Donald Trump won the presidency despite ample proof that he abuses women. Multiple women had credibly accused him of assaulting, harassing, and degrading them by the time he was running. Four years ago, we all heard him boast of acts so vile on the Access Hollywood tape that even some Republicans denounced him—before rejoining the fold by insisting that Trump the man (a vulgar predator) is really not the same person as Trump the president (a constitutional conservative). That fictional distinction allowed spineless Republicans to celebrate their president’s actions (more far-right judges! Fewer Muslims!) without fretting over his cruel and fundamentally profane personal and ethical life.

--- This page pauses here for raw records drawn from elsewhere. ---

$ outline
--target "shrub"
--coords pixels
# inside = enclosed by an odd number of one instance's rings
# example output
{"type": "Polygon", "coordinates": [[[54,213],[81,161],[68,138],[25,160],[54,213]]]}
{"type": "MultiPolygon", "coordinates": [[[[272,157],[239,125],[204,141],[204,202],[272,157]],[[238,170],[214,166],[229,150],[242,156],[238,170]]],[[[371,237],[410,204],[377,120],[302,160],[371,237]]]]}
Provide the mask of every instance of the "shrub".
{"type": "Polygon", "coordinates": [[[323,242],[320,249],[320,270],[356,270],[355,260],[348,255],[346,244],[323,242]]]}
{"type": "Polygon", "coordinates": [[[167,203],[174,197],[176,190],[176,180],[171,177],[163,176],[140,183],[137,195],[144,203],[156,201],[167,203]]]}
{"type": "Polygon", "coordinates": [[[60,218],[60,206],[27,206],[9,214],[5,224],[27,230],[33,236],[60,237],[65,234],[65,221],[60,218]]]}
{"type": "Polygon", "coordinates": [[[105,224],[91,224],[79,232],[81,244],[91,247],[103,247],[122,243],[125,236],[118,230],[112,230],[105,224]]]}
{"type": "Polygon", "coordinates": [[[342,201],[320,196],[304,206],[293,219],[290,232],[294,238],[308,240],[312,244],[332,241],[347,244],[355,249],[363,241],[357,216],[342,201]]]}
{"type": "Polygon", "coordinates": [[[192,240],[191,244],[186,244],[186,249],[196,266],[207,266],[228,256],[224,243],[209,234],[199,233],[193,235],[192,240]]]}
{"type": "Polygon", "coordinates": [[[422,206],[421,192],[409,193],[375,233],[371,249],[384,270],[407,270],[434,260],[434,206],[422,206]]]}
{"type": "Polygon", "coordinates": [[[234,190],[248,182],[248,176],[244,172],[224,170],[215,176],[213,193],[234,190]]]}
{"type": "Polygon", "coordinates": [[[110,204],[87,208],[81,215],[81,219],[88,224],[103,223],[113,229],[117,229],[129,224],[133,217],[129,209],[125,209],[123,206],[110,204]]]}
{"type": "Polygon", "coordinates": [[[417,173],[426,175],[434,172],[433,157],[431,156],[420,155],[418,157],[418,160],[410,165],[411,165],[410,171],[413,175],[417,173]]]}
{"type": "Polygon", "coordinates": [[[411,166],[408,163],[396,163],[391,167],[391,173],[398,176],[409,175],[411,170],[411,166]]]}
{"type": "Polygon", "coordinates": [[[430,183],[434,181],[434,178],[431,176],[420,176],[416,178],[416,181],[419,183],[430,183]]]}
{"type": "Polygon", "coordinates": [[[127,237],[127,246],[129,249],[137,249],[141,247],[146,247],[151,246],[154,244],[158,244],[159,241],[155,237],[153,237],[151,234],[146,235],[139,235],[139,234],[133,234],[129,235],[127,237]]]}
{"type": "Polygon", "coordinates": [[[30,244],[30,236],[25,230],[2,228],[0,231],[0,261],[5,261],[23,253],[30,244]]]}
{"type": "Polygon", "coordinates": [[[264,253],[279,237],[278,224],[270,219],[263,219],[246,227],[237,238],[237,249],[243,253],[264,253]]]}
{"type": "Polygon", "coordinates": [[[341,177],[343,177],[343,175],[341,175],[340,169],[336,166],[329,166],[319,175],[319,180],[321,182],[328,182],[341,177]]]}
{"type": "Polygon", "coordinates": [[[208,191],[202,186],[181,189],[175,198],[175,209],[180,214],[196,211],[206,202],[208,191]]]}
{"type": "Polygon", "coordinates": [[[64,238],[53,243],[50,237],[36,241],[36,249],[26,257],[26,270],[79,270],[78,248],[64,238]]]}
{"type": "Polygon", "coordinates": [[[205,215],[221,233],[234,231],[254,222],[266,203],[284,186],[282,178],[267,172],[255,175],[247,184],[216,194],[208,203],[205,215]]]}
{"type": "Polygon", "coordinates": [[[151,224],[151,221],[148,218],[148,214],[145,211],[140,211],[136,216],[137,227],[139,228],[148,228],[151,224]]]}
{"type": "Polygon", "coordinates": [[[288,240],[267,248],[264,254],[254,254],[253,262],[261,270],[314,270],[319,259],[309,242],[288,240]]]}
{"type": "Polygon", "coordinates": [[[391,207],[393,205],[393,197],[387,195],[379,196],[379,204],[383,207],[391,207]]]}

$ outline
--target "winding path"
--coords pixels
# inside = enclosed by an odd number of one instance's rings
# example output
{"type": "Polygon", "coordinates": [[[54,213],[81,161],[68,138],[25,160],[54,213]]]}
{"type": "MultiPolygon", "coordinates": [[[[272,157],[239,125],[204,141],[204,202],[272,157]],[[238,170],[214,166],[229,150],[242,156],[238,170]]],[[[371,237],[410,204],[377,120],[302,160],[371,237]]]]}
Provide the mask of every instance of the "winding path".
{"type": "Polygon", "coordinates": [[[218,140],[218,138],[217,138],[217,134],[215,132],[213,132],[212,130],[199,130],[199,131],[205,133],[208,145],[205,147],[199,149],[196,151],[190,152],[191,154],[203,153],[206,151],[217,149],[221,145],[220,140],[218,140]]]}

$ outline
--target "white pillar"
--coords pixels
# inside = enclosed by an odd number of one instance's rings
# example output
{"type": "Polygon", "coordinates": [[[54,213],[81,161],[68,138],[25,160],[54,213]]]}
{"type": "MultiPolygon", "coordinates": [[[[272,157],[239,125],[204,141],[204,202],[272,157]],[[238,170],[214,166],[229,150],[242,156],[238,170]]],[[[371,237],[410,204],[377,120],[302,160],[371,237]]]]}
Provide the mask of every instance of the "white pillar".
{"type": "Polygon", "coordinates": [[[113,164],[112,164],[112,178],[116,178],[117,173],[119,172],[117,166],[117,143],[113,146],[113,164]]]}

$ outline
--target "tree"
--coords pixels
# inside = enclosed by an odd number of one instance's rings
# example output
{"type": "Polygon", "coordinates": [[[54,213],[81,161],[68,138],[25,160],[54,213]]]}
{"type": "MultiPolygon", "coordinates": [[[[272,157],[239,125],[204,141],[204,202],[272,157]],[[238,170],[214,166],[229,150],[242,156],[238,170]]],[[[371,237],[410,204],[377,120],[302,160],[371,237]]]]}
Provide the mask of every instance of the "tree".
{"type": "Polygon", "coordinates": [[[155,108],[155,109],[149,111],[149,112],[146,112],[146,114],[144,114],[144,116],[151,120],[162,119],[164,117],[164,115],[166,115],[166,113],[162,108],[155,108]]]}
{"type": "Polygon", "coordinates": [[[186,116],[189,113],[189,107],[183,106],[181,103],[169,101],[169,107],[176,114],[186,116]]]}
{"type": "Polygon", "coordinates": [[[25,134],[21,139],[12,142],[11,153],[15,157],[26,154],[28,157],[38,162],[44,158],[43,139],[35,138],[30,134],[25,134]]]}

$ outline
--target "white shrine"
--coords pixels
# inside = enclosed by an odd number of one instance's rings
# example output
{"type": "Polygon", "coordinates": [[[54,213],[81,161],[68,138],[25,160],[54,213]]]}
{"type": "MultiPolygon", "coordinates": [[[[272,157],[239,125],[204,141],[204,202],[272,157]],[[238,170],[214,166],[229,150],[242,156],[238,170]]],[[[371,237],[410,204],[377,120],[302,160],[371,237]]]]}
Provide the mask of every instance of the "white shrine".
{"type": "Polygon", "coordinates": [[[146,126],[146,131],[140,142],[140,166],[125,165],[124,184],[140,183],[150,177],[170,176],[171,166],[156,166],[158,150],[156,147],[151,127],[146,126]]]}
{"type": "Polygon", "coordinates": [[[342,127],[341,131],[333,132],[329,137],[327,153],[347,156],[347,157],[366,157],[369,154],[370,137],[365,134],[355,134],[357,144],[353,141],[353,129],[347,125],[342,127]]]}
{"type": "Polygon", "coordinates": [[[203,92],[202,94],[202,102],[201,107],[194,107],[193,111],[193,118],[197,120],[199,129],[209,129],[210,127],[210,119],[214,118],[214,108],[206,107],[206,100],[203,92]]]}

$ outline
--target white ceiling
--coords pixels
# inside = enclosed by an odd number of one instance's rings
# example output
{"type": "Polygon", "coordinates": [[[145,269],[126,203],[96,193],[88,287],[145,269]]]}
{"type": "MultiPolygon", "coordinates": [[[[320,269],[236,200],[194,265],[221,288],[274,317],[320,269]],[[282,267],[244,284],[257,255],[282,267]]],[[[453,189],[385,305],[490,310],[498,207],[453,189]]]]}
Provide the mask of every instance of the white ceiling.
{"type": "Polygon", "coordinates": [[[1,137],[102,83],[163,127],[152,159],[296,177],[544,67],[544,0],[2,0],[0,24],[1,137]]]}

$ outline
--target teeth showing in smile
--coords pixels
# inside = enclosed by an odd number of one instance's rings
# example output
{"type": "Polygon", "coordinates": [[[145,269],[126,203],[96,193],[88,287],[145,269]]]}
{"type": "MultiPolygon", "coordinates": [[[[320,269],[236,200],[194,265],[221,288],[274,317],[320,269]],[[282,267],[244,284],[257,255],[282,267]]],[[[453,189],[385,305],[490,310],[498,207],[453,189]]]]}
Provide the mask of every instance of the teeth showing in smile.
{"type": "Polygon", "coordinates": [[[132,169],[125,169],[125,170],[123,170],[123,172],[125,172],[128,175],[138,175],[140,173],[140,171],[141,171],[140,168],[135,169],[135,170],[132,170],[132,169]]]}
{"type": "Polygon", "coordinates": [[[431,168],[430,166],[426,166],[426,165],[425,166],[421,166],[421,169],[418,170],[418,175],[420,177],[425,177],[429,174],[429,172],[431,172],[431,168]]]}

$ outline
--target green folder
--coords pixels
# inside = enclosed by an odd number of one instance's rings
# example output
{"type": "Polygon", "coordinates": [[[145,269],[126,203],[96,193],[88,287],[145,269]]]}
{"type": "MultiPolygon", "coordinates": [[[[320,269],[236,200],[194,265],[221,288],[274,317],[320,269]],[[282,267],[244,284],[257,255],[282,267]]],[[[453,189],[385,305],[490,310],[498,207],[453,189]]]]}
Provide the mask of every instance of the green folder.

On Tuesday, however, Donald Trump’s Department of Justice declared that Trump the man and Trump the president are formally one and the same. In an unprecedented and jaw-dropping motion, DOJ attorneys asserted that Trump’s choice to disparage women, which he has done while in office, falls within “the scope of his employment” as the president. As a result, they claim, the DOJ should replace Trump’s private attorneys in journalist E. Jean Carroll’s defamation lawsuit, which would force the courts to throw out her case because one cannot sue the federal government for defamation. Trump and his Justice Department aren’t just claiming immunity from legal consequences from such statements because he is the president. They’re saying those statements are part of his job.
As a refresher, Carroll sued Trump in state court in New York for defamation in November of 2019, when, in response to a book she had published alleging he raped her in a Bergdorf Goodman changing room in the 1990s, the president responded that he had never met her (a photograph showed the two together) and that she was fabricating her claims just to sell books. Trump also said the advice columnist was “not my type” as a horrifying means of refuting the rape claim. Carroll’s suit claimed these statements were false, defamatory, and damaging to her reputation, and she sought punitive damages. As part of her suit, she requested a DNA sample to compare Trump’s with DNA found on the dress she says she was wearing when the assault occurred.
As the Trumpian playbook requires, the president first attempted to get the lawsuit thrown out, arguing that New York courts did not have jurisdiction over him because he doesn’t reside in the state. But in January, Justice Doris Ling-Cohan of the New York Supreme Court in Manhattan rejected that claim. Just last month, Justice Verna L. Saunders denied another effort to delay the litigation, finding that the U.S. Supreme Court’s July decision regarding a grand jury’s subpoena for Trump’s financial records permits a state court to exercise jurisdiction over a sitting president. Trump’s filings in the Carroll litigation were due this week. But on Tuesday, the Justice Department moved to replace Trump’s personal lawyers and to defend him, citing the Federal Tort Claims Act, which gives federal employees immunity from certain lawsuits.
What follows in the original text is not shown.